I laugh, running my hand through my hair. "There's only one problem. If you recognized me, so would other people."
"I guess you have a point there, but I'm not so sure people even remember Miguel had another son."
"Let's hope it stays that way. People knowing I'm alive could bring harm to my family and maybe even kill Joey faster."
"You're sure he was taken?"
"Pretty sure. He never made it home after leaving the office and he left before me. It took nearly all night to find his car. Me and a few of my men finally found it in the parking lot of an abandoned warehouse with his keys and wallet inside. Nota single card or bill was taken so it wasn’t a mugging and Joey wouldn’t go somewhere without that stuff. He certainly would never have his phone in the back seat of the car. The battery was dead which is why I couldn't track it." I lean against the wall, releasing a sigh.
"It was found under the seat with a recording on it of screaming and shouting. Joey was begging someone not to do something. Then there were gunshots, and I felt my heart leave my chest. Luckily the blood in the back seat didn’t belong to Joey. It belonged to our guards. His driver Daniel went MIA, and no one has been able to locate him. I can’t help but think he was involved in Joey’s kidnapping somehow."
I run a hand through my hair. "I know these things are time sensitive. I contacted you this morning after gathering as much information as I could, but it's not a lot to go on. This is more your expertise, always has been." I was up all night on the phone calling many of my contacts, trying to find any information I could on the local trafficking rings. After going back to the car for the fourth time, I knew I was getting nowhere. I’d promised to keep him safe and after all these years I let him down.

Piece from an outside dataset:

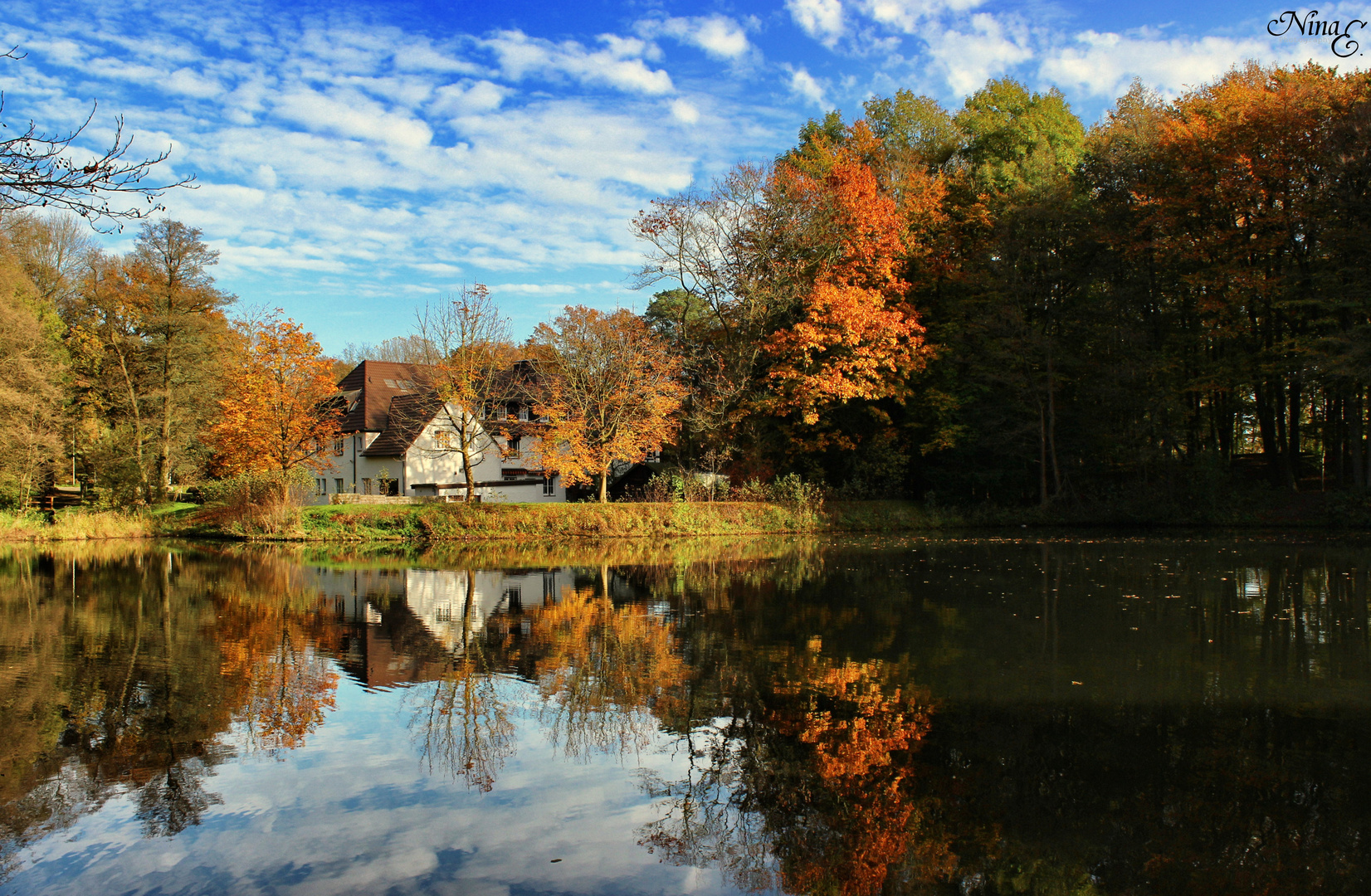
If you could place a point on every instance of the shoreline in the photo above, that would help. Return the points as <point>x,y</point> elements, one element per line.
<point>458,523</point>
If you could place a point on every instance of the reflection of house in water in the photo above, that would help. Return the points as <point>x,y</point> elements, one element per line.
<point>405,625</point>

"They are. I'm assuming you have more information for me?"
"This was found in the passenger side of the car on the floor." I hand him a small bag with a dime of coke inside with initials on the back of a known drug dealer who also works in human sales. He goes by the name Santana and his men usually hang out in the strip joints down main, rumor has it he runs one down there, along with a massage parlor. But why would he have been in Kansas City? The man usually had other men who traveled outside Mexico for him so that may explain why his drugs were found in Joey's car. Someone who works for him put them there and maybe on purpose. He never does his own dirty work. Hehas other people doing it for him. "Do you think this was put there to throw us off?"

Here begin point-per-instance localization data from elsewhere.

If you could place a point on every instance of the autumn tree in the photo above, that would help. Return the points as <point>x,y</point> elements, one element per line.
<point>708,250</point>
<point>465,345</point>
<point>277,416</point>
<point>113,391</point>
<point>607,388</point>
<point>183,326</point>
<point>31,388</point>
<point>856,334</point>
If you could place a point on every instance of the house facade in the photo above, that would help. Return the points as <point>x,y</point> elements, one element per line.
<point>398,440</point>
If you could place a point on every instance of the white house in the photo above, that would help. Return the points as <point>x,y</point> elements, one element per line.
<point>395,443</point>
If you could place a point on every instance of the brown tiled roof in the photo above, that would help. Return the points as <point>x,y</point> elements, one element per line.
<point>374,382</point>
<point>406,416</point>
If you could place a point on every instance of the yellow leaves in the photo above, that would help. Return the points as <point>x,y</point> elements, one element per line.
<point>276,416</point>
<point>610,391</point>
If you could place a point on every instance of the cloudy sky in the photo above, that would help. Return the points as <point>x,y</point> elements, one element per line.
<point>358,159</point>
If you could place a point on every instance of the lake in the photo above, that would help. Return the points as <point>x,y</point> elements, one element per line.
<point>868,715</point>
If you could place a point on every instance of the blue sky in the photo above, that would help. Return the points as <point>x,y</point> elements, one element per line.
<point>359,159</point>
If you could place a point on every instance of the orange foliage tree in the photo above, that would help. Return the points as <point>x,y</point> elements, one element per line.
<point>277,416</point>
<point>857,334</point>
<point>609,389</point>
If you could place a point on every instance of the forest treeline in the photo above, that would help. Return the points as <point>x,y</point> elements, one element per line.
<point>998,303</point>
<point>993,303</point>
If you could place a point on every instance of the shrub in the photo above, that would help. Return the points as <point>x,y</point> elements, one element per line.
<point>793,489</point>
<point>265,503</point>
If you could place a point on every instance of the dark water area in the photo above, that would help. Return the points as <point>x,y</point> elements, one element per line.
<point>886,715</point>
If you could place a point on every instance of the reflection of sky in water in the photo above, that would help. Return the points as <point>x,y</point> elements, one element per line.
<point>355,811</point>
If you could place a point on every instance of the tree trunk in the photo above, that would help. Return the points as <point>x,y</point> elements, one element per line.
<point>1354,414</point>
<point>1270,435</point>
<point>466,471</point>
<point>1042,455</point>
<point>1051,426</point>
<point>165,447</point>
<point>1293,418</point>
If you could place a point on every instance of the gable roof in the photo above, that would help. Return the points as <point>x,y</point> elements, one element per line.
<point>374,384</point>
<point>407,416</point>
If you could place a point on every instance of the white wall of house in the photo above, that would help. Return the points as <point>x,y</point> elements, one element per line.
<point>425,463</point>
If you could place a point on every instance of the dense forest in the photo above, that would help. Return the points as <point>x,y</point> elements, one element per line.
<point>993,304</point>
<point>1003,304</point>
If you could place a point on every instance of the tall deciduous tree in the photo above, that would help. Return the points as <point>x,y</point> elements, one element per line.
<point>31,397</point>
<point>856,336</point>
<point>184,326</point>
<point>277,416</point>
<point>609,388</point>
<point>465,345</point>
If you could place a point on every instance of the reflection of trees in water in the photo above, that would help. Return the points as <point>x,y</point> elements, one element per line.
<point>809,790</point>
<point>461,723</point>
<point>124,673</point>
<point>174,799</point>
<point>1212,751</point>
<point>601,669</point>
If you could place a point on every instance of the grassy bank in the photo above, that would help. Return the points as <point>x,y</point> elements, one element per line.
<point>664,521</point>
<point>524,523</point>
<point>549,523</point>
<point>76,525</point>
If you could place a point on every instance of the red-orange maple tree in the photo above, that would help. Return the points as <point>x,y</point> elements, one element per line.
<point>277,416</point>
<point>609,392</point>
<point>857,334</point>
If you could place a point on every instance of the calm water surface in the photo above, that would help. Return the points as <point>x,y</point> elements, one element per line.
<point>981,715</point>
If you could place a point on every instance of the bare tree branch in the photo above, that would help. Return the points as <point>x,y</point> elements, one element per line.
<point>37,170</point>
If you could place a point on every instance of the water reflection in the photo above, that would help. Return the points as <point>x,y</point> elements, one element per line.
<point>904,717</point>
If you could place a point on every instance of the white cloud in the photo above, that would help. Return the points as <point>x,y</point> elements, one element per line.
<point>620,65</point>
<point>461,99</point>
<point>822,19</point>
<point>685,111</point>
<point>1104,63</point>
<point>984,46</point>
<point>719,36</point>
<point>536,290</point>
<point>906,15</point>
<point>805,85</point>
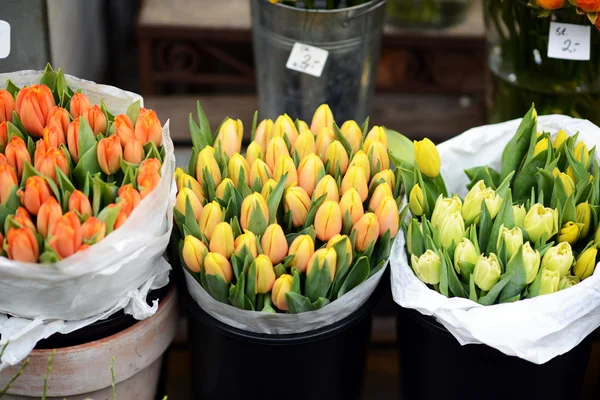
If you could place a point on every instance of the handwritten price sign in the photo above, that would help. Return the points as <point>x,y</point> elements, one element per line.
<point>308,59</point>
<point>569,41</point>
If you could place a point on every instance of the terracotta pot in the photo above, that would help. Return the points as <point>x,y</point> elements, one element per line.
<point>83,371</point>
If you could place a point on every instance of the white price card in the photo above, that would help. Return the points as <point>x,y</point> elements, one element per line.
<point>569,41</point>
<point>308,59</point>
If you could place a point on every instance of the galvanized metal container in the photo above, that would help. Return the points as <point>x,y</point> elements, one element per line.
<point>352,37</point>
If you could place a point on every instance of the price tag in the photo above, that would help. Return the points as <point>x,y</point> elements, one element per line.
<point>569,41</point>
<point>308,59</point>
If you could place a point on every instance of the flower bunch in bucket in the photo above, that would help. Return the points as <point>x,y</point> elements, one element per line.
<point>305,216</point>
<point>526,230</point>
<point>70,172</point>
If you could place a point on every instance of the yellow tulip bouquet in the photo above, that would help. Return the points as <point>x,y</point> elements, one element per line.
<point>527,230</point>
<point>307,215</point>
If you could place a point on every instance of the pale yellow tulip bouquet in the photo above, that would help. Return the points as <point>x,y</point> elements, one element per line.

"Maybe or perhaps, it was dropped by someone careless. One of this man's stupid goons who helped himself to the merchandise. I'm guessing you recognize the initials too? I only recognize the initials because the man used to do business with my father and probably still does."

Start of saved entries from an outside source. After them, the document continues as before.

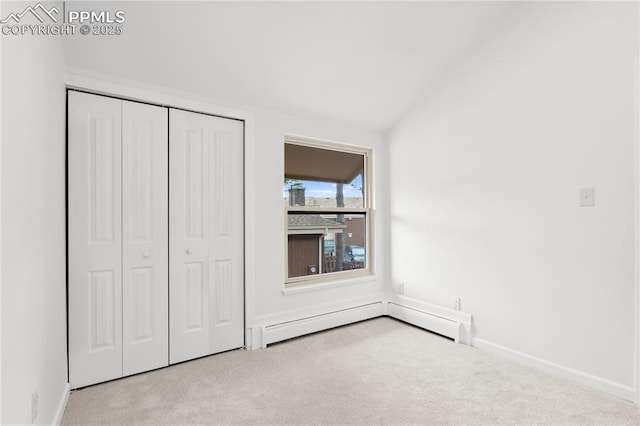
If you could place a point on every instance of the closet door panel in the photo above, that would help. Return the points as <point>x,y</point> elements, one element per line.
<point>188,257</point>
<point>226,214</point>
<point>206,255</point>
<point>95,245</point>
<point>145,237</point>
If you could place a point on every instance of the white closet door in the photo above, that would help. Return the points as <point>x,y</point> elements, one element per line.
<point>206,235</point>
<point>95,246</point>
<point>145,253</point>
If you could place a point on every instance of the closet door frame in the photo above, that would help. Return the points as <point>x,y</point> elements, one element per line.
<point>77,82</point>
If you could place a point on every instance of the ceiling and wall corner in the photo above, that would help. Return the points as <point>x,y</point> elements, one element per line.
<point>350,72</point>
<point>501,150</point>
<point>363,63</point>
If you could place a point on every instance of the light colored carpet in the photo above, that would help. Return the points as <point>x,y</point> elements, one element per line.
<point>375,372</point>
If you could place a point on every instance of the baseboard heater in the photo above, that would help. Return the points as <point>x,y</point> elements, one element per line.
<point>449,327</point>
<point>299,327</point>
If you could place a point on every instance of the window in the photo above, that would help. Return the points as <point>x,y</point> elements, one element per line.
<point>326,198</point>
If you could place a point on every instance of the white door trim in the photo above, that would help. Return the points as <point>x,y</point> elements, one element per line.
<point>80,79</point>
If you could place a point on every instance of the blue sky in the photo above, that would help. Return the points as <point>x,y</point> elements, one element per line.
<point>328,189</point>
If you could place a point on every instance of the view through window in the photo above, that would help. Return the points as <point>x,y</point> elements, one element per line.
<point>326,204</point>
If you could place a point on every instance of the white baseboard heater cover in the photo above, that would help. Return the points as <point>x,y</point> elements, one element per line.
<point>290,329</point>
<point>449,327</point>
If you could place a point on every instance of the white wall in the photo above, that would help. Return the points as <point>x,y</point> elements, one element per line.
<point>266,177</point>
<point>485,177</point>
<point>33,227</point>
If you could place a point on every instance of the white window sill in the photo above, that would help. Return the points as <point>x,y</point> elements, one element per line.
<point>303,288</point>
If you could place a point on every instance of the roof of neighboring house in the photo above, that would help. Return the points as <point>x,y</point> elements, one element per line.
<point>312,221</point>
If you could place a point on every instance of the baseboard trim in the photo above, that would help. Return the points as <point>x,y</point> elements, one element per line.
<point>595,382</point>
<point>287,330</point>
<point>62,405</point>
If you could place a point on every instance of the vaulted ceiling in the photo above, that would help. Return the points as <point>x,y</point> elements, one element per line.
<point>365,63</point>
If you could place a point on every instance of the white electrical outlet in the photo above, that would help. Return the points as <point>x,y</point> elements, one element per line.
<point>587,197</point>
<point>34,406</point>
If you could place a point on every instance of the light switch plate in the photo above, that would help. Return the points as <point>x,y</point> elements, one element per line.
<point>587,197</point>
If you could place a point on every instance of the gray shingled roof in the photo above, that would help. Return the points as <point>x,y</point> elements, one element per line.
<point>311,221</point>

"Yes, I'm very familiar with the man who goes by the name Santana. He used to get his product from my brother until one of his men caused a scene on my brother's property and was told to never return or he'd have his brains splattered where he stood. No one deals with Santana himself. Only a few people have actually seen him."
"Sounds like your brother hasn't changed."
He shakes his head. "Nope. You know us Castanedas, we are pretty set in our ways. But sometimes things like love cause some of us to temporarily lose our way." Something tells me he's not only referring to his brother.
"Speaking of brothers, how's mine doing?"